Today we’ll tell you about the ways that help to “launch” the right user reaction on your mobile application. They are called triggers. What are they meant for and how to use them in order to increase income?
Almost any person has the following qualities to some extent: laziness, vanity, greediness, and curiosity. Numerous triggers are meant especially for them. Their main goal is to increase income, extend the number of users, and get re-posts in social networks. I.e. triggers are peculiar psychological tricks for users.

Time trigger

The main goal of the trigger is to urge a user to make in-app purchases. It works due to the fear of being late. “Hurry up and buy 100 crystals at the price of 80 till the end of the day” or “Make an order till the end of the week and get 100 bonus points”. Such appeals force users to make purchases, sometimes even the ones they don’t really need. In order to enhance an action trigger, you can place a countdown there.
Users should be shown a very beneficial offer which is limited in time.

Up-sell

It means additional sales. Its goal is to convince non-paying users to make purchases and get additional income from paying ones. It’s a classic scheme “3 at the price of 2”. It works on the principle of benefit for a client or just greediness. For, example, offer users to buy a set of weapons and armor and give them some useful bonus as a gift. You’ll get an increase in sales and additional income as a result.
Such a trigger is used by the App Store since recently. Users are offered sets of apps with a discount. Besides increased income, this trigger allows to sell unpopular IAP if needed.

Discounts and beneficial offers

Their main goal is to attract clients who want benefits and discounts. The main power of the trigger is greediness. As a result, doubting users start to pay. You double your income and the clients are happy that they got discounts and saved some money. A crossed old price and a lower new one urge users to make purchases more actively, sometimes the ones they don’t need at all.
Such a trigger is good for almost any goals: inner game currency, real goods, and service in corresponding apps.
Discount tags draw shopaholics in offline shops: the same thing happens in apps.

Competition

The aim of the trigger is to increase user activity in an app or/and additional expenses on IAP. It’s based on users’ vanity. You can encounter such a mechanics in the majority of games — best gamer rating. Trying to get to the first part of the list, some users spend hours in apps and spend huge money on in-app purchases. For the sake of fame. This trigger will also do for some non-game products.

Informal address

The main goal is to make users more loyal. Appeal to emotions, for example, try to evoke affection. If possible, try not to use dry phrases, engage live language. Gain a user and you will get everything else: social activity, frequent visits, transactions. Everything depends on what trigger do you use. That’s how developers formed a login request in Candy Crash: “I don’t impose myself on you but if you tell me your name, we’ll be able to play.”
You can use the same principle in other addresses to users: “The purchase is canceled. We’re killed by grief. Maggy is crying. Congrats! You’ve made her cry!”

Triggers in design

There can be any aim you choose — from an invitation to a multiplayer to making in-app purchases. The mechanics are based on attraction of attention. Beautiful and unusual details always catch your eye. As a result, you’ll get more clicks on the necessary elements.
You can use various approaches in the interface: from bright buttons and arrows to complex animation. Such details focus attention on key elements: for example, transaction or social buttons.

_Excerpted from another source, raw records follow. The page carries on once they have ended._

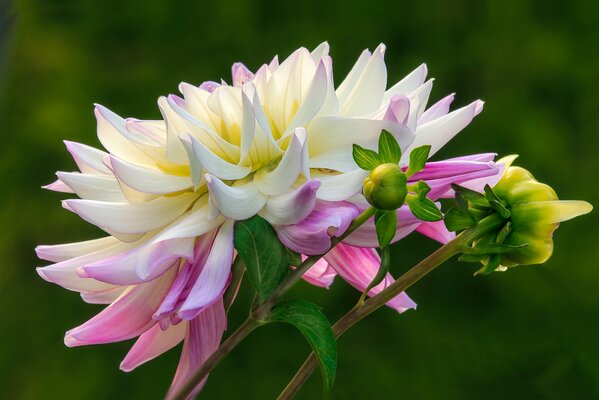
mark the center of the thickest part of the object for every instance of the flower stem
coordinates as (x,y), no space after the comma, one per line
(259,314)
(362,309)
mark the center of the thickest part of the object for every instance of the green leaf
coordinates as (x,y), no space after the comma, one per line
(500,209)
(237,272)
(472,257)
(492,248)
(424,209)
(263,254)
(308,318)
(386,225)
(506,230)
(418,158)
(365,158)
(383,269)
(470,195)
(422,189)
(293,258)
(389,150)
(456,220)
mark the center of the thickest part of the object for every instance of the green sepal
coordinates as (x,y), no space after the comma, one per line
(264,256)
(492,248)
(492,264)
(308,318)
(470,195)
(389,150)
(383,269)
(476,258)
(456,220)
(418,158)
(385,223)
(500,209)
(365,158)
(504,232)
(424,209)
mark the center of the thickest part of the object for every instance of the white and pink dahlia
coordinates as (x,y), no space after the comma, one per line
(277,143)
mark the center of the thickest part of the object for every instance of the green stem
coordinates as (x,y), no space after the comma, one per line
(362,309)
(259,314)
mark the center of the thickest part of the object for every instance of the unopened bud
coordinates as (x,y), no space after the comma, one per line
(385,188)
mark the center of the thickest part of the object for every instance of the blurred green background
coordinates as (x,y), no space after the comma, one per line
(531,333)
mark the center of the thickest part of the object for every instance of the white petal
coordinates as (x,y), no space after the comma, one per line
(214,164)
(87,158)
(367,92)
(62,252)
(235,202)
(284,175)
(313,101)
(408,84)
(93,186)
(331,139)
(148,180)
(117,140)
(215,272)
(340,186)
(440,131)
(292,207)
(132,218)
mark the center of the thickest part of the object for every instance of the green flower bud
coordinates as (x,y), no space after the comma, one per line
(385,188)
(536,213)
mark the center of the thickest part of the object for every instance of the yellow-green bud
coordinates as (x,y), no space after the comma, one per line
(535,214)
(385,188)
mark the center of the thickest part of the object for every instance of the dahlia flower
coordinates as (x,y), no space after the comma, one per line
(277,143)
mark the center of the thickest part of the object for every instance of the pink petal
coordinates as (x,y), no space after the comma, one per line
(436,231)
(213,279)
(153,343)
(141,264)
(126,318)
(313,235)
(358,266)
(186,277)
(203,337)
(320,274)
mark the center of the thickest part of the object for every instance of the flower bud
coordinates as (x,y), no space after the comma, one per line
(535,214)
(385,188)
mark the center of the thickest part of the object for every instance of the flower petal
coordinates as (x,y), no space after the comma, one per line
(284,175)
(153,343)
(213,279)
(235,202)
(359,266)
(203,337)
(440,131)
(129,316)
(148,180)
(366,93)
(132,218)
(341,186)
(292,207)
(320,274)
(313,235)
(436,231)
(93,186)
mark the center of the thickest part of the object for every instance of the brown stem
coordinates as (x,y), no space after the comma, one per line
(361,310)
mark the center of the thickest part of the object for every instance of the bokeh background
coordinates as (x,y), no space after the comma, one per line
(531,333)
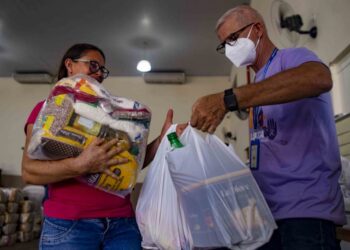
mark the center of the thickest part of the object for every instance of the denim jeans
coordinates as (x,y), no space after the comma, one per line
(90,234)
(303,234)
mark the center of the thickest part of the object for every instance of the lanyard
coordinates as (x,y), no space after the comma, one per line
(274,52)
(254,111)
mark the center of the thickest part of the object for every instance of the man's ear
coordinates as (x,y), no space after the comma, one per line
(69,65)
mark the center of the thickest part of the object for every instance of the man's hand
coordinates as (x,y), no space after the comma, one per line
(168,122)
(208,112)
(99,156)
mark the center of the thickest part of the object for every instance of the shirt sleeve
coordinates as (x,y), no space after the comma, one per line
(295,57)
(33,115)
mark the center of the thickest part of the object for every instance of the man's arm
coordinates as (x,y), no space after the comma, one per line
(307,80)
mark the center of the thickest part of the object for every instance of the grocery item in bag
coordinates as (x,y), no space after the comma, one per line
(222,203)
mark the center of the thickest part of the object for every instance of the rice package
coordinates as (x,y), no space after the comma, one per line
(78,110)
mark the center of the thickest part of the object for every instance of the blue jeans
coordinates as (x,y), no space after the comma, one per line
(303,234)
(90,234)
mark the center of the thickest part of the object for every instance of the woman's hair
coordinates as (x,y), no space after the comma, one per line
(75,52)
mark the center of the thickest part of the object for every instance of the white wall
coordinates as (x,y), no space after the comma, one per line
(17,100)
(332,20)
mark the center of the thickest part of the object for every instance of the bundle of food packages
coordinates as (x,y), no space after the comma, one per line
(78,110)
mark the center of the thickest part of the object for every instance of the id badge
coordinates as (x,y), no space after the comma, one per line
(254,154)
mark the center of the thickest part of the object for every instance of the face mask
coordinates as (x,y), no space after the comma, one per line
(243,52)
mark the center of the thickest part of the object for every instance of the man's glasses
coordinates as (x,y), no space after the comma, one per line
(231,39)
(94,67)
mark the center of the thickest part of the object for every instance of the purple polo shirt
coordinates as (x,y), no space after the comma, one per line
(299,164)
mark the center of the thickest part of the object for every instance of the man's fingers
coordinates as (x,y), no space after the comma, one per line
(180,128)
(106,146)
(97,141)
(211,129)
(117,161)
(205,127)
(194,119)
(114,151)
(169,116)
(110,173)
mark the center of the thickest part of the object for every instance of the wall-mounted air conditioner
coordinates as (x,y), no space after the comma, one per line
(164,77)
(33,77)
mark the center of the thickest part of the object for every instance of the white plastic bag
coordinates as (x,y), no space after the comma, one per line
(158,213)
(222,203)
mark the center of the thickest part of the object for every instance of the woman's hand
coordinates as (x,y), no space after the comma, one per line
(98,157)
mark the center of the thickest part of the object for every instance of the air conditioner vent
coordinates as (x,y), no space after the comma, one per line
(33,77)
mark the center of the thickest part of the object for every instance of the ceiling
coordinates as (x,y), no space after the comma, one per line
(179,34)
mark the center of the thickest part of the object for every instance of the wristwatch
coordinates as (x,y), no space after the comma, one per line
(230,100)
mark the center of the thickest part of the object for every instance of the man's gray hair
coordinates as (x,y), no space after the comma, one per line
(243,14)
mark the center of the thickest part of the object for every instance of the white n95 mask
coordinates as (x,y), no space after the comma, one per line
(243,52)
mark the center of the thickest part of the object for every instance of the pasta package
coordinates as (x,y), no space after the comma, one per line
(77,111)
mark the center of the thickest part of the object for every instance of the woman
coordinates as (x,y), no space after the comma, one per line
(78,216)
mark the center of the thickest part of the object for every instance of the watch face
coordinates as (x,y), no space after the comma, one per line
(230,100)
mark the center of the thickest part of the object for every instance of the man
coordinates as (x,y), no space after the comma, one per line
(293,145)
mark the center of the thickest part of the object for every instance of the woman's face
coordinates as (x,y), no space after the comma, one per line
(91,63)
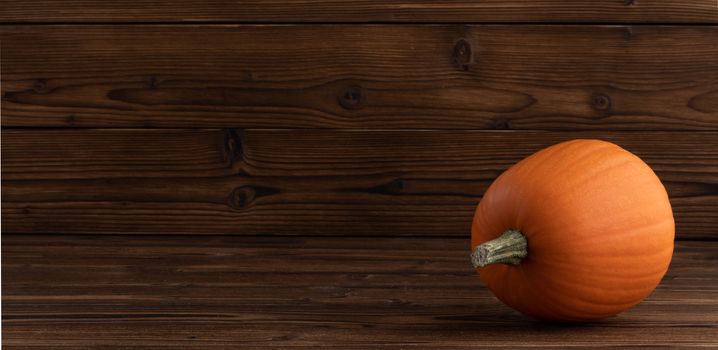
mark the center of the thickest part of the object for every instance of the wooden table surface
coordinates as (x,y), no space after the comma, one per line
(217,292)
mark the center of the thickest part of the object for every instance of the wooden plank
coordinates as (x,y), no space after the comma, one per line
(291,182)
(34,11)
(361,76)
(219,292)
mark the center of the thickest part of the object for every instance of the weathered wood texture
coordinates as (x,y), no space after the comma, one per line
(219,292)
(361,76)
(684,11)
(295,182)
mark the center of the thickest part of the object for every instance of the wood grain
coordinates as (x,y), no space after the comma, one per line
(291,182)
(667,11)
(219,292)
(361,76)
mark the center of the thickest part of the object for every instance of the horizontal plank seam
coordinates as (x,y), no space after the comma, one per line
(350,130)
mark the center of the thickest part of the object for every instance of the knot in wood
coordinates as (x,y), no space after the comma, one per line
(351,97)
(462,54)
(241,197)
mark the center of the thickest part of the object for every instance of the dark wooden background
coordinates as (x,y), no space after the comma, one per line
(292,173)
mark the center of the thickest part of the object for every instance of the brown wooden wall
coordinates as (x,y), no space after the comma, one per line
(213,174)
(271,117)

Subscription instead of one-time purchases

How to make people spend large sums of money instead of one-time small purchases? Offer them a subscription. Many people are lazy. And this quality helps this trigger to work. As a result, you get big transactions at once instead of a pile of minor ones.
A vivid example is educational apps. Having completed 1,2 or 3 lessons, many users lose interest and quit it. Deep inside they may blame themselves for that. That’s why you should give them a possibility to motivate themselves, add a possibility to buy a subscription for half a year and a year. Even if users quit their courses, you’ll still get income. The model works successfully in the offline world as well, for example, with season tickets to fitness clubs.

Bargaining

If a user doesn’t want to pay categorically (statistically majority of them), just offer them to make some actions instead of a transaction. A craving for something free works here. You expand app functionality or give additional possibilities and users do anything you want: fill out the profile, start to communicate with others actively, give you access to their contact list, make re-posts in social networks, etc. Such mechanics is used in dating services.

Triggers can be used separately or together. For example, up-sell can be combined with time limitations. If you use them wisely, you can not only increase your income from the product and keep users in the app but also achieve many other goals.